Vengan de Madrid y de Muxía, sanos

César Casal González
césar casal CORAZONADAS

MUXÍA

Capotillo

16 jun 2020 . Actualizado a las 05:00 h.

A Madrid la han llamado de todo. Fue paraíso en los ochenta, de Madrid al cielo, Madrid me mata, aunque, para algunos, por desgracia, el lema fue literal entonces, por el paraíso artificial de las drogas. A Madrid también la bautizaron como poblachón manchego, y ya Azorín se refería a ella en sus obras como llanura manchega. Azaña le puso lugarón manchego. Algo que nunca gustó al madrileño castizo de varias generaciones (bien escaso en una urbe de aluvión), al que se le conoce por gato. La voz Madrid tiene muchos padres, la mayoría relacionados con el agua. No con el Manzanares, de curso escaso, sino con los arroyos, pozos y pozas que aparecían en la capital aquí y allá desde la Sierra. Había tanta abundancia subterránea que se tardó en hacer el canal de Isabel II para traer agua sin desmayo desde los picos de Navacerrada y Guadarrama. Madrid tiene una cualidad que la hace inmensa. Es Villa y Corte que nos acoge a todos. Jamás pregunta. Nunca señala. La polémica que ha surgido con la presencia de los madrileños en Galicia es estéril y ataca a la hospitalidad que Madrid ha tenido con todos los que en algún momento llegamos a ella. No es de recibo pagarles con moneda de rechazo. En Galicia hemos acogido siempre con gusto a los madrileños, ahora solo queremos que vengan sanos, como si regresa uno de Muxía que anduvo al Gran Sol.

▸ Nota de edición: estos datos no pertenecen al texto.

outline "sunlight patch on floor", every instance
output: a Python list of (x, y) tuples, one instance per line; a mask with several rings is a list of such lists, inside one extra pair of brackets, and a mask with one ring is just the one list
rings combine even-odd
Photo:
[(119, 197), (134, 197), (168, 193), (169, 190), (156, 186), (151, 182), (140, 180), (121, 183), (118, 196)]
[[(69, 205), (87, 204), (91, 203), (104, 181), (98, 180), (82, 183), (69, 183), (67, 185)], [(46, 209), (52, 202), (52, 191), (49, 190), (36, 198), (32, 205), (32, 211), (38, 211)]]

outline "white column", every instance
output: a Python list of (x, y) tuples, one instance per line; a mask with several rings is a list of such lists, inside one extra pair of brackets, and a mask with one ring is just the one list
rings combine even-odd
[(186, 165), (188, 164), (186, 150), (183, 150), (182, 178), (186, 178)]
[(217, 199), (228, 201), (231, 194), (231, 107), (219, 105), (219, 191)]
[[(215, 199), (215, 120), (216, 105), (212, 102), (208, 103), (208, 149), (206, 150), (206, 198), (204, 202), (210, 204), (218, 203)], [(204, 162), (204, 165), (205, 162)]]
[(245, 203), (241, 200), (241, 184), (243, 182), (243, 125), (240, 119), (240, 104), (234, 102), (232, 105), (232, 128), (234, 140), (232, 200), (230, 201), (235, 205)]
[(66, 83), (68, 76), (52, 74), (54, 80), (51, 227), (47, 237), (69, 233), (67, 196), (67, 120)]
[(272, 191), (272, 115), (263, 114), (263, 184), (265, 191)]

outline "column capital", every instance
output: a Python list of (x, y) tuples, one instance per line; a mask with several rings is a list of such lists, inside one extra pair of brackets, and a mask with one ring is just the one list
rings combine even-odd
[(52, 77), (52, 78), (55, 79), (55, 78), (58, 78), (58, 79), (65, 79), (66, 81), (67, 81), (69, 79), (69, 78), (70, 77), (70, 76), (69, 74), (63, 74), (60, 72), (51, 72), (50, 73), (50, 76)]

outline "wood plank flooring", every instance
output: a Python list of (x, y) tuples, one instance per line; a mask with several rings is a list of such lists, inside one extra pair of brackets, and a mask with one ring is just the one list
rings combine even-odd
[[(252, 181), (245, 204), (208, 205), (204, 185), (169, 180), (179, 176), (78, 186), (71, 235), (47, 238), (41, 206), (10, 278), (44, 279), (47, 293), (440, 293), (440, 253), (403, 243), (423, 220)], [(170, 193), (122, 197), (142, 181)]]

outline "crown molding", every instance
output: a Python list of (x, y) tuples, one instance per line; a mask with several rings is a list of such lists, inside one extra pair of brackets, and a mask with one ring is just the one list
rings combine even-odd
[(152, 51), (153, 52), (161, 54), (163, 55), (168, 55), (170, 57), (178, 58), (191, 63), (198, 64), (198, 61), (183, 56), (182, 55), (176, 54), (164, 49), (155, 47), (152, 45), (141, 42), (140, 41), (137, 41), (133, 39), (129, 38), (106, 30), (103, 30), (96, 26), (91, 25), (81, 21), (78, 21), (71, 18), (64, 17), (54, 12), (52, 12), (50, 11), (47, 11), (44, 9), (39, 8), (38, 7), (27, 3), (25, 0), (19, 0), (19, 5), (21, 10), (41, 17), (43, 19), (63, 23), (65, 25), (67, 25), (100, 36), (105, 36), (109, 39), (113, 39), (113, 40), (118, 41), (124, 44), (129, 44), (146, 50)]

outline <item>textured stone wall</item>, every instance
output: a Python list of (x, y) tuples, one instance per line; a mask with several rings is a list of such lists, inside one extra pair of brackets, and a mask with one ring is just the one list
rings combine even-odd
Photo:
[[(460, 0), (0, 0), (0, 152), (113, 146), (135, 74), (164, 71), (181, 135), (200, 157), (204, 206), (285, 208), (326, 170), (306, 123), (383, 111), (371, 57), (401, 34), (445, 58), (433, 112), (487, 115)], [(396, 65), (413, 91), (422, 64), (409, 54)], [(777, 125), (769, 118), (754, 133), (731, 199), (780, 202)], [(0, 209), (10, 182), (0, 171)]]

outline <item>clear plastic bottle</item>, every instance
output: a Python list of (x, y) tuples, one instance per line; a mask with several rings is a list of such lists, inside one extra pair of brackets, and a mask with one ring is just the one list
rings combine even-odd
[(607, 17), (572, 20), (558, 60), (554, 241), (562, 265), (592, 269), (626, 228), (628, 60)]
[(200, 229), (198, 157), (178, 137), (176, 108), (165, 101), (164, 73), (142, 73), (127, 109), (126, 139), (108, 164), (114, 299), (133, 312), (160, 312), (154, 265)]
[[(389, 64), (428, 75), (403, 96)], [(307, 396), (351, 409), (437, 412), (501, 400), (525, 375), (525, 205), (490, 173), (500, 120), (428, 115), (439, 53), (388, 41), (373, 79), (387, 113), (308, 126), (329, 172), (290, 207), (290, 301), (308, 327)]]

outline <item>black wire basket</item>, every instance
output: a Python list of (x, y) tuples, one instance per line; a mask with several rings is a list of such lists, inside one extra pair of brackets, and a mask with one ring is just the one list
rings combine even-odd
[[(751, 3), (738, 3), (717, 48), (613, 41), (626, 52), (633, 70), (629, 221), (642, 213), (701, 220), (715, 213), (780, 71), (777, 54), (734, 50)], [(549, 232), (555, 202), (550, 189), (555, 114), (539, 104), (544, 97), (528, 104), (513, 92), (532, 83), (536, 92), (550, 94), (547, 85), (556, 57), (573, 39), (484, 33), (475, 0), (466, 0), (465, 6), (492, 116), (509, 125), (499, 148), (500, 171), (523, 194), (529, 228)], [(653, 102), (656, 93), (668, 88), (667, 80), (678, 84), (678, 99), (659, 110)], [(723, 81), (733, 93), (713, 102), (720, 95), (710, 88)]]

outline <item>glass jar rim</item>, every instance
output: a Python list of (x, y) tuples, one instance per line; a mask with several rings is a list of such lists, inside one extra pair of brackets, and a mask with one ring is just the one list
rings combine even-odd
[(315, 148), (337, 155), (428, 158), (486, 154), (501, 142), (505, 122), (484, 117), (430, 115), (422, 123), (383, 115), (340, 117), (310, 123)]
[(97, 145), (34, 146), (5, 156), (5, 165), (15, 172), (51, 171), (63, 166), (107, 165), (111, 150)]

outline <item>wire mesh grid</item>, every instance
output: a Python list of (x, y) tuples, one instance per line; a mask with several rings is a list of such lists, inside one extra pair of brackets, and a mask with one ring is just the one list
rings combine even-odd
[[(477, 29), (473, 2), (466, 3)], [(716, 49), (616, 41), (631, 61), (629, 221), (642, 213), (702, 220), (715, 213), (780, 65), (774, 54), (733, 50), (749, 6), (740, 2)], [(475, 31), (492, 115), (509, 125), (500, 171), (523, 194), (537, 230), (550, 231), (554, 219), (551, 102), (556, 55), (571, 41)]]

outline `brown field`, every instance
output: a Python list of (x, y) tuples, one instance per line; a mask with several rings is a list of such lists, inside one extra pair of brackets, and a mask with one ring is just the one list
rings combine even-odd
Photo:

Exactamente lo mismo que ellos exigirían de cualquier gallego que tenga que trasladarse a la Puerta del Sol. No hay xenofobia ni nada parecido. Hay la lógica precaución entre territorios que, ahora mismo, están en distintas fases de la pandemia que nos ha volteado a todos. Fases que, por culpa de los brotes y rebrotes, miren con pavor hacia Pekin, pueden volverse del revés en un suspiro. Madrid tiene en Galicia su casa, o su segunda casa, su postal verde y azul. Con el lógico cuidado que exige el surrealismo que vivimos con las bocas taponadas. Nos gustan los madrileños. Los localizamos en seguida. Son los que hablan en voz alta. Son los que señalan con infantil desparpajo a los mújeles que ven por el puerto al grito de «anda, mira, pescados, cómo nadan». Se lo digo yo que soy uno de los gallegos que ha enseñado a nadar a las robalizas. Los queremos, como nos han querido siempre. Eso sí, sanos los unos y los otros. La línea de sombra es la salud. Esta es su casa, donde se duerme en agosto tapado.